In zachte sluimering van winternachten
diep dromend over lente en van zomer
de jaargetijden van het hoop’loos smachten
naar dagen van genot als zonnedromer

En horen reeds in onze fantasieën
heerlijk zang der vogels in hoge bomen
genietend deze schone melodieën
hopend op dagen dat die tijden komen.

En rijpe granen wuivend op de akker
het grazend vee bevolkt de groene weiden.
Met verbijstering worden wij dan wakker
daar de dromen met werkelijkheid strijden.
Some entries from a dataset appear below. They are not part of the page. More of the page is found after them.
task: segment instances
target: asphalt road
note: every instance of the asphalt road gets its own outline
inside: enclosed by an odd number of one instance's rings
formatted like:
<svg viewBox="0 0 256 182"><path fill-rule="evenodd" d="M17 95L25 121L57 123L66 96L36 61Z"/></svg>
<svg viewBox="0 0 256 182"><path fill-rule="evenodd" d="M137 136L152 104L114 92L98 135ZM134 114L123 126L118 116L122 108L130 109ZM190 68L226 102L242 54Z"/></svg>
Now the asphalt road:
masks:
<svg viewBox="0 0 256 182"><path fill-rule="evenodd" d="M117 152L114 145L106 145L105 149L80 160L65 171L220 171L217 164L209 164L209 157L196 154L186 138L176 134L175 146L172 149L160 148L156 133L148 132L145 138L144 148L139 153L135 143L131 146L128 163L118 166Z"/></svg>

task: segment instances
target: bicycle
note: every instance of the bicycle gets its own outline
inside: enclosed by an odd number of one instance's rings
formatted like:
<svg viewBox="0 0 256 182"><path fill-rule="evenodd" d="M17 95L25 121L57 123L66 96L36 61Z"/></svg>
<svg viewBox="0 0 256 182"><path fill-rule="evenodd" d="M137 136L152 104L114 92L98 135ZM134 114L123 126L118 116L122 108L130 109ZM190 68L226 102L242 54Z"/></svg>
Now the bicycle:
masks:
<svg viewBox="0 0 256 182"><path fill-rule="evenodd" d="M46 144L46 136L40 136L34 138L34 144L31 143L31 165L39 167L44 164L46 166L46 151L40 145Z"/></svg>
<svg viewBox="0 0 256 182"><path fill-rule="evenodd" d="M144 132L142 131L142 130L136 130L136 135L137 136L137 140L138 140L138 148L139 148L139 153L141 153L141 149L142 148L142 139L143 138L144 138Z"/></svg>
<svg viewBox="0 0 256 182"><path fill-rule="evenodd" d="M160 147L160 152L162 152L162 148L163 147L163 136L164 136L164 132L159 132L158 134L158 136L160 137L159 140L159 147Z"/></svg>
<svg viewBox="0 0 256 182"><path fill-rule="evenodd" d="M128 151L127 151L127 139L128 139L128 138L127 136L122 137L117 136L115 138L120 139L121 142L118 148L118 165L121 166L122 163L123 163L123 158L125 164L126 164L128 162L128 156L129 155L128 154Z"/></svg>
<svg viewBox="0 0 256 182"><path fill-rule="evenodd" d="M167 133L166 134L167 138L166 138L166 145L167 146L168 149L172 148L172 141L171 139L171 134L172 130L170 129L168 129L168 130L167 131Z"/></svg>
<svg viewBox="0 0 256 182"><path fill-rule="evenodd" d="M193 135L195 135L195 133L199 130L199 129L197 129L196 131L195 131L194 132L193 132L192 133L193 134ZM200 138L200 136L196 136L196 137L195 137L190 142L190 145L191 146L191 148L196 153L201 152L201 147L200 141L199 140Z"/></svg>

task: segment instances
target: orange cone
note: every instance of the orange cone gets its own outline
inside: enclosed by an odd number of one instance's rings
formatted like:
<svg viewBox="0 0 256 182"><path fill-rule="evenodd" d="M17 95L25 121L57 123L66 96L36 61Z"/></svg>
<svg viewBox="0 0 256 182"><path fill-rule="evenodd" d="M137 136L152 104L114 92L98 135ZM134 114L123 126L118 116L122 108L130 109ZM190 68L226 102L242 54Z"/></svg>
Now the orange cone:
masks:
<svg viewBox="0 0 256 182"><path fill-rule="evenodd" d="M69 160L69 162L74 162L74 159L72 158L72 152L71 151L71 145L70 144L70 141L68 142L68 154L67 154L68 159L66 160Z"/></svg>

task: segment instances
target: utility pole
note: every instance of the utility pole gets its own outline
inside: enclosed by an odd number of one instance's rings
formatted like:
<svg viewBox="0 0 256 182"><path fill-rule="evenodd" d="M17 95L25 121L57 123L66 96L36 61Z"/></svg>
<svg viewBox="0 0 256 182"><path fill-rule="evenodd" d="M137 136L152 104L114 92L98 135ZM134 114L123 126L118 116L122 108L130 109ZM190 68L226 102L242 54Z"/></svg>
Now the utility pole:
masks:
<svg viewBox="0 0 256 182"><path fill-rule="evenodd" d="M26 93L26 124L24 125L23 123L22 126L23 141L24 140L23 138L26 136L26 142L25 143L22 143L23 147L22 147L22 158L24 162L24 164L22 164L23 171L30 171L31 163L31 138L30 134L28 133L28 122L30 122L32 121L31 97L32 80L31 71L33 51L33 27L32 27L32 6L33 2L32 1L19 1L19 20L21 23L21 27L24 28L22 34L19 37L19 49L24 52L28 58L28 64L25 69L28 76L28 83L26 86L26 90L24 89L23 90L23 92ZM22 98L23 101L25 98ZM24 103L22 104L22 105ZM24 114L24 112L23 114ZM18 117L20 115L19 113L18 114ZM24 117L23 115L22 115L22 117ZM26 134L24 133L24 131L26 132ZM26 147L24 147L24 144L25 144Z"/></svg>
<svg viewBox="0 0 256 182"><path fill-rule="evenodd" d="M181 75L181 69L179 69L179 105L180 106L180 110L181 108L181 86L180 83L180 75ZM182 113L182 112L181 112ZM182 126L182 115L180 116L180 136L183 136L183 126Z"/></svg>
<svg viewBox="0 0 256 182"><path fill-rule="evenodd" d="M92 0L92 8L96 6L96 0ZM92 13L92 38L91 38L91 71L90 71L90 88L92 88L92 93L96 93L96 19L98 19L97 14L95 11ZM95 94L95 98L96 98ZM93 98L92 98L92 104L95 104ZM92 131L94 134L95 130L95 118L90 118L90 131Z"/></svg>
Wij hebben gedroomd van de schone dagen
om kou en wintertijden moedig te dragen.

Antwoorden?


Zou zodra de schepping
niet meer van U is
de aarde nog groen vertonen
de rivieren stromen
of de zee met
eb en vloed ‘t land omzomen?

Als de schepping
van de mens was Heer.
Zou het groen nog leven?
Plant en dier de aarde bevolken?
Water door rivieren stromen?
Vanwaar zou de liefde nog komen?

Zorgen en genieten


Een zon, een maan, een hemel zo blauw
een wereld vol bomen, planten, bloemen
schoonheid vanaf vroege morgendauw
de hele dag te veel om op te noemen.

Vogels in de lucht en dieren op het veld
in eigen soort en specifieke levenswijze
sterren aan de hemel allemaal geteld
schepselen die hun Schepper prijzen.

Mens geplaatst als rentmeester en kroon
geniet al deze wonderen op heel de aard
verzorg de schepping in al haar schoon
dat ze voor uw nageslacht blijft bewaard.

Reëel zoeken


Ik mijd diepte van duistere nacht
waar maan noch sterren schijnen
vreugd noch liefde wordt verwacht
hoop en verlangen verdwijnen
waar slechts in schaduwloosheid
de wereld leeft in egocentrisch wezen
voor hen die leven in argeloosheid
alleen het onheil valt te vrezen.

Ik zoek het licht der zonnige dag
de warmte van de zonneschijn
de vrijheid en de blijde lach
waar mensen voor elkaar er zijn
in liefde als een sociale droom
en weten waarvoor de wereld is
samenvloeiend tot één stroom
dan krijgt de schepping weer haar betekenis.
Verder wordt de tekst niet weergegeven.